You can learn tolerance while helping the others – a win/win situation.

Pandora's avatar

I would think of it as helping the pee wee, not the person I dislike. And yes, they can take the glory but I get to go home knowing I was a bigger person and I actually did something unlike the person taking false praise for work they didn’t do. In the end of it all, whenever they look at me, they know I know what really happened. You can never hide from yourself.

963chris's avatar

if its no skin off your back + no negative ramifications then just do your best. people will know who did what + whos full of crap! this is a good practice in patience. even better try to see the humor in the situation with people like that. sometimes it can almost be funny.

Taciturnu's avatar

Yes, it would be spiteful. The reason it would be is because of the reason you wouldn’t.

(” because you can’t stand the person in charge.”)

I’m a firm believer that you should always do good when you can. If you “can” is totally subjective, however. I think it would do better not to help if you knew for instance that you couldn’t keep your mouth shut and would cause a scene of some sort. I have had to refrain at times.

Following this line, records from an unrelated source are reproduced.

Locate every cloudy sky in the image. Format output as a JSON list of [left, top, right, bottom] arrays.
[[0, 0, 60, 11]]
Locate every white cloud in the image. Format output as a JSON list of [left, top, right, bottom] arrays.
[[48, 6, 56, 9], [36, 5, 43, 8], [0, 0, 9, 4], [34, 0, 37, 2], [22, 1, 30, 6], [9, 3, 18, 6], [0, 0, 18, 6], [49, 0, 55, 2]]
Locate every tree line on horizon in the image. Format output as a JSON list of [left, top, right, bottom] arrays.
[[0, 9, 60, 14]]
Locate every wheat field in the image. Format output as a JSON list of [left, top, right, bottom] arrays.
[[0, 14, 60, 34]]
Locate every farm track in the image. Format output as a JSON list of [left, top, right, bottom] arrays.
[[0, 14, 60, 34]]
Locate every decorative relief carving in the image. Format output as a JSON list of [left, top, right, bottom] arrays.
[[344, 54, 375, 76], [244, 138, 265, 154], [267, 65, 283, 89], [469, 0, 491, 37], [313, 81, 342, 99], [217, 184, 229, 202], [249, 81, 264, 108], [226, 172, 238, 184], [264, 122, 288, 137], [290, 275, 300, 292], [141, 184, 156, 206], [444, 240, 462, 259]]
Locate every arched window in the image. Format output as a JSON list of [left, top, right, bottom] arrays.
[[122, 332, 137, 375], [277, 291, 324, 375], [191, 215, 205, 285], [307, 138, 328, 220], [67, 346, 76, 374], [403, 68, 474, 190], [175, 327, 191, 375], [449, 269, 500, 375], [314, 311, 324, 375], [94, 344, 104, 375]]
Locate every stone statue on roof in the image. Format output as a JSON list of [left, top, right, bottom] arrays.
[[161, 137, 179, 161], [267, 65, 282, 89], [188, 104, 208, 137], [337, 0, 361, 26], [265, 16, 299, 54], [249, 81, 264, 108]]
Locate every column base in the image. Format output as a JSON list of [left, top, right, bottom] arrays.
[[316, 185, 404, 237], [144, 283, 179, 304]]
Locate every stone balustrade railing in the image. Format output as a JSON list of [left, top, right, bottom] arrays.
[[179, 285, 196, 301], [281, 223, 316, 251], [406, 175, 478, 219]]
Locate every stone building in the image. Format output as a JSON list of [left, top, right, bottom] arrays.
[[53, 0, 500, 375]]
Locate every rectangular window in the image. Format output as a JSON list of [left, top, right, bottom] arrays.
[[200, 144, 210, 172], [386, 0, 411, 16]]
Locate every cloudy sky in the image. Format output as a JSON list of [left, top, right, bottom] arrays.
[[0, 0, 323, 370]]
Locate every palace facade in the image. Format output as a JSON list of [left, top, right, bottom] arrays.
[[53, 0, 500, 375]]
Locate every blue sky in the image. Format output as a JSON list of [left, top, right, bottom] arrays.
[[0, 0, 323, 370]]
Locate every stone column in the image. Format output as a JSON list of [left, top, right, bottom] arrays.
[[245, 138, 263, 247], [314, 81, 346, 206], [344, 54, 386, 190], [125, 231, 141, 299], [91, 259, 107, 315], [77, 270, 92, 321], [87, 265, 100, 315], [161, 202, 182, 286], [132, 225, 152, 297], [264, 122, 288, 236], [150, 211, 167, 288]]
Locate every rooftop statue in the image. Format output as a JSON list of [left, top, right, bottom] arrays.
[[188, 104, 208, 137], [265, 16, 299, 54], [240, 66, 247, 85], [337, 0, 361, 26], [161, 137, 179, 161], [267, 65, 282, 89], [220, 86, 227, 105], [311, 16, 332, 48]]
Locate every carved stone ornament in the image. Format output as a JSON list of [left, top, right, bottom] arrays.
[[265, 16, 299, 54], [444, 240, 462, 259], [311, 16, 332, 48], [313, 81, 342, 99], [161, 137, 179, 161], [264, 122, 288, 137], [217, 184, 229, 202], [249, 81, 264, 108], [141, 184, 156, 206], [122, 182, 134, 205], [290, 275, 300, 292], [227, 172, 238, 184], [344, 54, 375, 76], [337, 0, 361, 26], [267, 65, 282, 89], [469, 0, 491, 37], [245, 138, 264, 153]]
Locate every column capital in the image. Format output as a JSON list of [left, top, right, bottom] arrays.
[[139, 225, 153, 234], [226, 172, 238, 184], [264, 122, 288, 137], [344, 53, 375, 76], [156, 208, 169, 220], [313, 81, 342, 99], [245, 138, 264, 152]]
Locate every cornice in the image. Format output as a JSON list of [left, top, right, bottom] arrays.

Edit: Also, I wouldn’t help to be in on the “glory.” Helping out with that purpose is pretty much just an ego trip. I think people who try to “hog all the glory” are known for it, and others would know, anyway.

blueiiznh's avatar

I have been tempted to sooooo many times out of principal or sheer frustration in that person who is leading.
Bottom line is that if you are feeling it, others may be as well. This does not make for as good an output of the team as a whole versus someone leading that can motivate in a much more effective way.
That being said, I however such it up, because that person has the lead (no matter how they got it) and I will make my effort versus not or even worse, sabotage the effort.
The rest of the team knows what you know and more than likely also do not respect the lead.
One thing I have come to find out over the years in these kind of situations is that when I look back on them all, that lead person is usually gone from the organization and not due to a promotion. You will far outlast all those that can’t lead.
On the other hand, if you are an individual contributor on a team, you are there for your skilss and not to lead. This other person is there for there lead skills and in most cases, work is not always about holding hands and singing kumbaya.
Do you best, put the feelings aside, never be petty or sink your capabilities because of others.

lilidauphin's avatar

Be the bigger person. Arrogance is caused by insecurity. For the sake of the good members on the team, you should set his arrogance aside and do your best to benefit the project. In the end, you’ll be happy with yourself and you’ll make others happy. It’s worth it.

klutzaroo's avatar

If you can’t say anything nice, don’t say anything at all. And if you can’t go into it without dreading it, don’t go into it. If you can’t go in without an attitude, don’t go in. Sometimes its better to not contribute to the negativity in a situation. If others are feeling it too, it can be a very negative situation regardless of the purpose and not adding to it with your resentment of his attitude might be for the best. If you can overcome your feelings and keep things to yourself and everything else that would mark you as a true adult in this situation, go right ahead and let him do what he does and shoot himself in his own foot.

BarnacleBill's avatar

Sometimes, certain people bring out the worst in you, and it’s just best to stay away unless asked to help because it will make the situation tense for the other volunteers. People can be like water and oil, and if there’s going to be a turf war over who’s way is the right way, that’s counterproductive to the project.

coffeenut's avatar

Depending on why I dislike this person, I will do one of three things….that can change before/during the project… I don’t care about who takes credit for my work

1-I will help, and give my opinion on how to improve things
2-I will help…only do what they want me to do/how they want it done…
3-I will not help them at all….

Dutchess_III's avatar

Other people recognize the buffoon for what he is. They’ll also recognize what you do if you step in with good grace and do your part.